Crystal structure of a benzo[a]pyrene diol epoxide adduct in a ternary complex with a DNA polymerase.

The first occupation-associated cancers to be recognized were the sooty warts (cancers of the scrotum) suffered by chimney sweeps in 18th century England. In the 19th century, high incidences of skin cancers were noted among fuel industry workers. By the early 20th century, malignant skin tumors were produced in laboratory animals by repeatedly painting them with coal tar. The culprit in coal tar that induces cancer was finally isolated in 1933 and determined to be benzo[a]pyrene (BP), a polycyclic aromatic hydrocarbon. A residue of fuel and tobacco combustion and frequently ingested by humans, BP is metabolized in mammals to benzo[a]pyrene diol epoxide (BPDE), which forms covalent DNA adducts and induces tumor growth. In the 70 yr since its isolation, BP has been the most studied carcinogen. Yet, there has been no crystal structure of a BPDE DNA adduct. We report here the crystal structure of a BPDE-adenine adduct base-paired with thymine at a template-primer junction and complexed with the lesion-bypass DNA polymerase Dpo4 and an incoming nucleotide. Two conformations of the BPDE, one intercalated between base pairs and another solvent-exposed in the major groove, are observed. The latter conformation, which can be stabilized by organic solvents that reduce the dielectric constant, seems more favorable for DNA replication by Dpo4. These structures also suggest a mechanism by which mutations are generated during replication of DNA containing BPDE adducts.

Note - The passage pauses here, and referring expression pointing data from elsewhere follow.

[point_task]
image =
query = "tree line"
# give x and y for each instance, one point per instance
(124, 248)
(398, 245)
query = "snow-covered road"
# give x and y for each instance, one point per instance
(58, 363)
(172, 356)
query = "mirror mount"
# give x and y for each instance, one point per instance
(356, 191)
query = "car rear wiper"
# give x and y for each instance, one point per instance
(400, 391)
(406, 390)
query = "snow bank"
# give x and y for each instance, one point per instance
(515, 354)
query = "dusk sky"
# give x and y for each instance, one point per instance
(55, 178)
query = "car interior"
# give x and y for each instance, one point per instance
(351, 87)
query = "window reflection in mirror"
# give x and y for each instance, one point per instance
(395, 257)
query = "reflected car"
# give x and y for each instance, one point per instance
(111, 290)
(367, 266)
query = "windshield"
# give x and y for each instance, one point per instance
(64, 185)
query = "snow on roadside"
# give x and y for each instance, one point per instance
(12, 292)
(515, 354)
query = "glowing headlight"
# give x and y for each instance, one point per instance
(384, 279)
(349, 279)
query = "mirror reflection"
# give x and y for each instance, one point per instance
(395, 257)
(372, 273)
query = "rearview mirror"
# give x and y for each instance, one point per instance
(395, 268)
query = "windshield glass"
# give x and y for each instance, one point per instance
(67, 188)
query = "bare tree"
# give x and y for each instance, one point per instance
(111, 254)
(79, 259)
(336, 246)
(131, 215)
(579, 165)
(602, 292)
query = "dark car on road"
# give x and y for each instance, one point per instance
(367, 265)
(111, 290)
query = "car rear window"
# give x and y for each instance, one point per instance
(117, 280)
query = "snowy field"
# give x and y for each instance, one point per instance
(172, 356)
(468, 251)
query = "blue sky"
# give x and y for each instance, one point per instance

Investigating the role of the little finger domain of Y-family DNA polymerases in low fidelity synthesis and translesion replication.

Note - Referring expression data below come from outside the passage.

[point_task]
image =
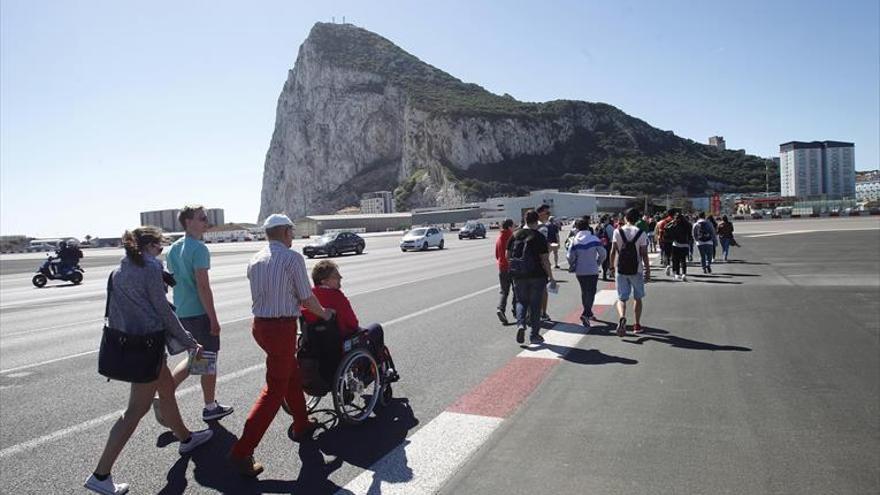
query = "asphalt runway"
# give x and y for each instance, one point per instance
(762, 378)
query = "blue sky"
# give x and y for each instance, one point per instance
(109, 108)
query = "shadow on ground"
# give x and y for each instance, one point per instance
(361, 446)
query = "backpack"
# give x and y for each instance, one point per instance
(602, 235)
(522, 260)
(704, 234)
(628, 262)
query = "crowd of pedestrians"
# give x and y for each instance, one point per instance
(617, 248)
(137, 308)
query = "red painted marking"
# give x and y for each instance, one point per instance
(503, 391)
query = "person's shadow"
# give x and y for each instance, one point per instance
(382, 439)
(361, 445)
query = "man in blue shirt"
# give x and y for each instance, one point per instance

Dpo4 and Dbh are Y-family polymerases that originate from two closely related strains of Sulfolobaceae. Quite surprisingly, however, the two polymerases exhibit different enzymatic properties in vitro. For example, Dpo4 can replicate past a variety of DNA lesions, yet Dbh does so with a much lower efficiency. When replicating undamaged DNA, Dpo4 is prone to make base pair substitutions, whereas Dbh predominantly makes single-base deletions. Overall, the two proteins are 54% identical, but the greatest divergence is found in their respective little finger (LF) domains, which are only 41% identical. To investigate the role of the LF domain in the fidelity and lesion-bypassing abilities of Y-family polymerases, we have generated chimeras of Dpo4 and Dbh in which their LF domains have been interchanged. Interestingly, by replacing the LF domain of Dbh with that of Dpo4, the enzymatic properties of the chimeric enzyme are more Dpo4-like in that the enzyme is more processive, can bypass an abasic site and a thymine-thymine cyclobutane pyrimidine dimer, and predominantly makes base pair substitutions when replicating undamaged DNA. The converse is true for the Dpo4-LF-Dbh chimera, which is more Dbh-like in its processivity and ability to bypass DNA adducts and generate single-base deletion errors. Our studies indicate that the unique but variable LF domain of Y-family polymerases plays a major role in determining the enzymatic and biological properties of each individual Y-family member.